Della crisi idrica e delle possibili soluzioni si dovrebbe parlare nella campagna congressuale in corso nel PD, dovrebbe essere uno dei temi principali del dibattito, se il partito non fosse così impegnato in polemiche e ricorsi su regolamenti e procedure. Tuttavia, non è più possibile rinviare le decisioni urgenti che attengono la gestione dell’acqua. È indispensabile, per i guasti prodotti e per le ombre evidenziate dall’inchiesta giudiziaria, richiedere con forza l’allontanamento immediato dell’attuale CdA, attraverso il commissariamento dell’AICA e l’avvio di un’ispezione amministrativa minuziosa, per verificare la correttezza di appalti, incarichi e altri provvedimenti. I rappresentati locali dei partiti e dei movimenti di opposizione hanno chiesto più volte drastici provvedimenti nei confronti dell’azienda, purtroppo, finora senza effetto.

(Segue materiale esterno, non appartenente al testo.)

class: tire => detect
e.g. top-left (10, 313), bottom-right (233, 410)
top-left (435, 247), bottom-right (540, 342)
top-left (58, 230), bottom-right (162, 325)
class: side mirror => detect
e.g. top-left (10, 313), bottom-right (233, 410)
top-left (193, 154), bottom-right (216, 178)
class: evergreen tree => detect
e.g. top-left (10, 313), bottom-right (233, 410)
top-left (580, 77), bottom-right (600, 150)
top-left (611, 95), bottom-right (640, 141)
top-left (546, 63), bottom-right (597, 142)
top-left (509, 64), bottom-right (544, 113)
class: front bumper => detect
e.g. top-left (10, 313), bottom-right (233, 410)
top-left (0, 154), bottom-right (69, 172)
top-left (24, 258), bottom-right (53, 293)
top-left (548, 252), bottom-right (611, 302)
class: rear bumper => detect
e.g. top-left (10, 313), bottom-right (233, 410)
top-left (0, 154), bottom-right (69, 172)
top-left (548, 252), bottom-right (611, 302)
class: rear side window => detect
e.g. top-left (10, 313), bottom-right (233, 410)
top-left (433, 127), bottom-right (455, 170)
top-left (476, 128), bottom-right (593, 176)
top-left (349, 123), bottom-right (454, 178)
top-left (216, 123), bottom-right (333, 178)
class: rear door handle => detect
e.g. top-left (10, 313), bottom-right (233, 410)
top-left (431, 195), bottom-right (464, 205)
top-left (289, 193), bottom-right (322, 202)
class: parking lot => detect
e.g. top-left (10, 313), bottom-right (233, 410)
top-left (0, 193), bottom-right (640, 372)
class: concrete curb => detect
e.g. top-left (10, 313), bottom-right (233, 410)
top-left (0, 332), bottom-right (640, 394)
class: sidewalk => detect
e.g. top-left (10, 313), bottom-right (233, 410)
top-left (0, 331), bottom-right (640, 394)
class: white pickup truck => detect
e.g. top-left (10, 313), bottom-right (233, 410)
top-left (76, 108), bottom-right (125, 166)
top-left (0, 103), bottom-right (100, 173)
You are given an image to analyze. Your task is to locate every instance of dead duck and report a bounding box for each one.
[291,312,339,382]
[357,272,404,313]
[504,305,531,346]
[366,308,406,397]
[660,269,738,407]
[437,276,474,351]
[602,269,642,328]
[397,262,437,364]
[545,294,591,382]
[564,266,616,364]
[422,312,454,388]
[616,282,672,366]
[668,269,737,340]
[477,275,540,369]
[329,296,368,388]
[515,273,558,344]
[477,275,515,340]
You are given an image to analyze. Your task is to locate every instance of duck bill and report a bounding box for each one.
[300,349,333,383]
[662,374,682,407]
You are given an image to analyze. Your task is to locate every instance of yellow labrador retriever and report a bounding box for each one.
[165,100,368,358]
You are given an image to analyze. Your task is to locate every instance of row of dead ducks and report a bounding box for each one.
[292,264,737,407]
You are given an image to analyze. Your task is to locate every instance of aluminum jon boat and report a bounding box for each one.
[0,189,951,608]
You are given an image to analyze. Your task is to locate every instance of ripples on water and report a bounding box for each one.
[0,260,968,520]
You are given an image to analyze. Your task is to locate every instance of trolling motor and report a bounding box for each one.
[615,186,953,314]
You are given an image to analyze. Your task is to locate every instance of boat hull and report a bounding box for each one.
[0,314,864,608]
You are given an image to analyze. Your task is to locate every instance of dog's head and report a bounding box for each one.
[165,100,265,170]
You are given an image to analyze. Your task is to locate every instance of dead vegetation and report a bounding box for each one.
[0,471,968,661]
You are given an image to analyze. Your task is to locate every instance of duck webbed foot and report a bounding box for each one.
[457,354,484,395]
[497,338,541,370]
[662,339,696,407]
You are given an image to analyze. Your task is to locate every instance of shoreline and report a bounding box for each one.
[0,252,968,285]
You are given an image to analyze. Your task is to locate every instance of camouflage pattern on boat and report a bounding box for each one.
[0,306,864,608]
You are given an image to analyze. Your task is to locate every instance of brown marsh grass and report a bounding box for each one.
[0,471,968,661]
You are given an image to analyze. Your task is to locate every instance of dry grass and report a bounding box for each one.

Ora, è opportuno che a questa posizione si allineino anche i deputati, utilizzando gli strumenti penetranti a loro disposizione: interrogazioni, richieste di documentazione, ispezioni, denunce.

Onorevoli Michele Catanzaro, Giovanna Iacono, Ida Carmina, gli agrigentini che soffrono la sete e sono vessati dalle tariffe altissime (l’ultimo aumento del 5,40% è stato deliberato appena pochi giorni addietro) aspettano da voi un segnale concreto.

Errare humanum est, perseverare autem diabolicum.